Most collectors approach mineral collection insurance the way most people insure things they care about: they declare a value, pay a premium, and assume the rest will take care of itself if something goes wrong.
It does not always work that way.
The aquamarine
A collector was handling a piece he had owned for years. An aquamarine, valued at around $1,500. It slipped. The fall was enough.
He filed a claim. The insurer asked for documentation: photographs showing the specimen’s condition, its size, its quality, the characteristics that justified the declared value. He had none. The claim went nowhere. The insurer had no basis to assess what had been lost, so they found every reason not to settle. As a result, the specimen was gone. So was the $1,500
This is not a story about bad luck. It is a story about a gap between what a collector knows about his pieces and what he can prove to someone who has never seen them.
The opposite story
Another collector had approached the documentation differently. Every specimen in his collection had been photographed: multiple angles, controlled lighting, graduated ruler in frame for each shot. When a claim arose, he submitted the file.
The insurer’s response was not a dispute. It was a compliment. The documentation was so complete, so precise, that the claim was processed without friction. The adjuster knew exactly what the piece was, what it looked like, what it measured, and what condition it was in at the time of photographing.
That is what a properly documented collection looks like from an insurer’s perspective: a file they cannot argue with.
What the photographs actually do
An insurance photograph is not the same as a beautiful photograph of your collection. The goal is different. What matters is precision: the condition of the surface, the dimensions, the characteristics that establish value and identity. A graduated ruler in frame answers the size question before it is asked. Multiple angles address condition. Macro shots of distinctive features establish identification.
None of this requires a separate session from the aesthetic photography. It is a matter of intent: knowing, before you start, that some of these images need to serve a purpose beyond the visual.

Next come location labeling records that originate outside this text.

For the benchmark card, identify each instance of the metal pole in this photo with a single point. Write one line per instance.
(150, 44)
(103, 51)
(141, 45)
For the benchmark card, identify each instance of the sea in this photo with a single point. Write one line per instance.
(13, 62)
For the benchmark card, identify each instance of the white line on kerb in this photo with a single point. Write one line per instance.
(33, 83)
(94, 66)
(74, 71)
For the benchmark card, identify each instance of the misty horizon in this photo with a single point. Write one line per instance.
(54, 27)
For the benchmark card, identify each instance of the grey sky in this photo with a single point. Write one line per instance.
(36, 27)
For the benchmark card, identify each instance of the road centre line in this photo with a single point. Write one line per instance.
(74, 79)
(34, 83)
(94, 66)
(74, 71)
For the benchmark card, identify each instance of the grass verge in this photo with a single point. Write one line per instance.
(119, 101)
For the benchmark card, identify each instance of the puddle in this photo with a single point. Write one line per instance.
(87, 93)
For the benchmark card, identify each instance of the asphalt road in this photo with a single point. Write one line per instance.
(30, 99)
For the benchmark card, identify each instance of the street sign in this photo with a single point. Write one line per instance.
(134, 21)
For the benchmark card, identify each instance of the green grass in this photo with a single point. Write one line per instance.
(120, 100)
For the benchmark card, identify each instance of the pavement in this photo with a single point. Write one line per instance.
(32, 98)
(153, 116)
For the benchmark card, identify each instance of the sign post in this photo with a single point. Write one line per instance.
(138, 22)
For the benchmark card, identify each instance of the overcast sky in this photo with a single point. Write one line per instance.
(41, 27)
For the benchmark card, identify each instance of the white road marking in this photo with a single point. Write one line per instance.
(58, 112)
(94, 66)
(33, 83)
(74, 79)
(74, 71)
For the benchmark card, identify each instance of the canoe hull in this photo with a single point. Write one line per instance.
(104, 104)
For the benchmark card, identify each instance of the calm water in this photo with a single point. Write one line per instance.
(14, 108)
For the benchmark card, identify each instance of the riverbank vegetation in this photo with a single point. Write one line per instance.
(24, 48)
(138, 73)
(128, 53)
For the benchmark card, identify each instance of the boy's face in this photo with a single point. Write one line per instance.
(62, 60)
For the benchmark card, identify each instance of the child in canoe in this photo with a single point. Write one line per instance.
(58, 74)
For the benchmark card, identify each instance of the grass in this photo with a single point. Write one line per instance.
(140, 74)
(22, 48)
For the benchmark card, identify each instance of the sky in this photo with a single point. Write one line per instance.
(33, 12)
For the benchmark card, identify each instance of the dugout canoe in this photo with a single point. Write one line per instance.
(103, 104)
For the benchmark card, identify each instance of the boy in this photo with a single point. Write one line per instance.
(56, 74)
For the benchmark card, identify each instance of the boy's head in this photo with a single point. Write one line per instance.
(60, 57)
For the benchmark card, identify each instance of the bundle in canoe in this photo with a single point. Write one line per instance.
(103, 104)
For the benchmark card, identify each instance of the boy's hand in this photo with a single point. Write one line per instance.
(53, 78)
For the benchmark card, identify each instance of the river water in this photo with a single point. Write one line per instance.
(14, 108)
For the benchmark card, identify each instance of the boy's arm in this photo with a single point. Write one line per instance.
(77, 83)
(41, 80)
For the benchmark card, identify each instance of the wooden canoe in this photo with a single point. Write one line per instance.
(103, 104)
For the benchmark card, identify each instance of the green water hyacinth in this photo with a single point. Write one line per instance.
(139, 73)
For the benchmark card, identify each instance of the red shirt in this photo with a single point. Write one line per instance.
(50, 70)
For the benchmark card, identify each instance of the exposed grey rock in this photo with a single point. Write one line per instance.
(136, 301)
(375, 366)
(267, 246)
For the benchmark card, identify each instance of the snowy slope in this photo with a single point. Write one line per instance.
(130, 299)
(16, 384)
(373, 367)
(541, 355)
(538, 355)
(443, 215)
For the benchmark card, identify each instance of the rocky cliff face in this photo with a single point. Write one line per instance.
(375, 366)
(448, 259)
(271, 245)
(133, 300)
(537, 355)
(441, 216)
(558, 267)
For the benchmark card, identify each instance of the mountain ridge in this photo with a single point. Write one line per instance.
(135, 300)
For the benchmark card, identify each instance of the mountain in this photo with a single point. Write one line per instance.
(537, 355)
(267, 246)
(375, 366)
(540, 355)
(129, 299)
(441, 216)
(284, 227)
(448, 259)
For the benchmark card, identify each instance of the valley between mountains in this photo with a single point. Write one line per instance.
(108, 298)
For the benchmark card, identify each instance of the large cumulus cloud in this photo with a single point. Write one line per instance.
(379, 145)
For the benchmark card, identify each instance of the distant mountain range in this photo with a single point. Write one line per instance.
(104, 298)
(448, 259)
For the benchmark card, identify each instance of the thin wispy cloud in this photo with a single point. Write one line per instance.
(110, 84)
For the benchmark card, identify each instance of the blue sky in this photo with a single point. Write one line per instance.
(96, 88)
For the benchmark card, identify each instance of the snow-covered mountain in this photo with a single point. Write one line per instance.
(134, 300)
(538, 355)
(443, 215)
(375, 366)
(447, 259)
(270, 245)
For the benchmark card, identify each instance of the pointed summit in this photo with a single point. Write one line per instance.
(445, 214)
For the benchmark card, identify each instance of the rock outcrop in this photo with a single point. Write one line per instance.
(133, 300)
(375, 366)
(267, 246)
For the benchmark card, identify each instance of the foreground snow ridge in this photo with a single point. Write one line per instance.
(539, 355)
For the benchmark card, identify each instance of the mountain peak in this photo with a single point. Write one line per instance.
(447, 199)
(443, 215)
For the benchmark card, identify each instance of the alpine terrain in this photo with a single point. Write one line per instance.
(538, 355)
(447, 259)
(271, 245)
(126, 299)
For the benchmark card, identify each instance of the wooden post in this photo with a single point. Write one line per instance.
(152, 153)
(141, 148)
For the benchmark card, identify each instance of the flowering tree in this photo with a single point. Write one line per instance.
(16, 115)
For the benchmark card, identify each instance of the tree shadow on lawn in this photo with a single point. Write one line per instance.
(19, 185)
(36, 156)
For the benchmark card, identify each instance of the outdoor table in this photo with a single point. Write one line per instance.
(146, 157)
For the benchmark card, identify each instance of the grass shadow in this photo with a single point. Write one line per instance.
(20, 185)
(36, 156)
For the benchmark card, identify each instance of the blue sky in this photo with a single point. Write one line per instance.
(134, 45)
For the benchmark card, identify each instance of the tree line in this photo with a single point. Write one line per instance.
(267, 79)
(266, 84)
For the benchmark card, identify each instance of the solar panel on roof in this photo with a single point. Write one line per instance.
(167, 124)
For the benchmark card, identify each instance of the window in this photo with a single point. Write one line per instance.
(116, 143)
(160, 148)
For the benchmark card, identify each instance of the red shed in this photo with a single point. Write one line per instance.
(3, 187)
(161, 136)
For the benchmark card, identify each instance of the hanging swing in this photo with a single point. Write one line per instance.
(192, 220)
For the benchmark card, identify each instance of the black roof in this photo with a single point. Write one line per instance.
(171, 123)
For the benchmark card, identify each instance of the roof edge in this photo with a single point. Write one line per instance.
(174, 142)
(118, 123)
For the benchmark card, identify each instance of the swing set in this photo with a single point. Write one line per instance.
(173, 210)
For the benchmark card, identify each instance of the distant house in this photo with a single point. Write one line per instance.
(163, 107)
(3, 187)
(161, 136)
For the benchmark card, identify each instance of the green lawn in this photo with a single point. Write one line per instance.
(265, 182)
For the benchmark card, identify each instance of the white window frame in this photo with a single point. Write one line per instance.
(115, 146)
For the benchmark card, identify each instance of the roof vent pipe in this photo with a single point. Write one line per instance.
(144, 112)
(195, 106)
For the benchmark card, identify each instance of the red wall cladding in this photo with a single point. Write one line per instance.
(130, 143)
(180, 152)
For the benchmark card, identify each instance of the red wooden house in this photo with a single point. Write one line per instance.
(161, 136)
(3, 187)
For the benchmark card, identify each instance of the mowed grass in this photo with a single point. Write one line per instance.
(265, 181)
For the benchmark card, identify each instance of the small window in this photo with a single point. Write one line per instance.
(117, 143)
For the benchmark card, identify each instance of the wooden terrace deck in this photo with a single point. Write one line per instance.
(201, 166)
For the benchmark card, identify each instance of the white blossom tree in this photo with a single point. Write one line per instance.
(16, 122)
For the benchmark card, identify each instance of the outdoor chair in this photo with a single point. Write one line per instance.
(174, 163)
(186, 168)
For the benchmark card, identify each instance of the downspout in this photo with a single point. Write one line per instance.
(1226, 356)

Upon request, we photograph each specimen alongside a graduated ruler, from multiple angles, with the kind of detail that produces a file an insurer can actually use.
The fragility argument
There is a second layer to this, specific to mineral collectors. Many specimens cannot be handled often. Human perspiration is slightly acidic. Repeated contact leaves traces on certain surfaces that cannot be reversed. Some pieces degrade under prolonged light exposure.
For those specimens, a documented photograph is not just insurance protection. It is the only responsible way to establish a permanent record without putting the piece at risk each time you need to show it.
You photograph it once, properly. After that, the piece stays where it belongs.
Interested in documenting your collection? Discover our mineral specimen photography service.
A practical note
In practice, insurance documentation does not require re-photographing your entire collection at once. Start with the pieces that matter most: the ones with the highest declared value, the ones most at risk from handling or transport, the ones that would be hardest to replace or describe from memory.
A partial archive, done properly, is more useful than a complete archive done quickly.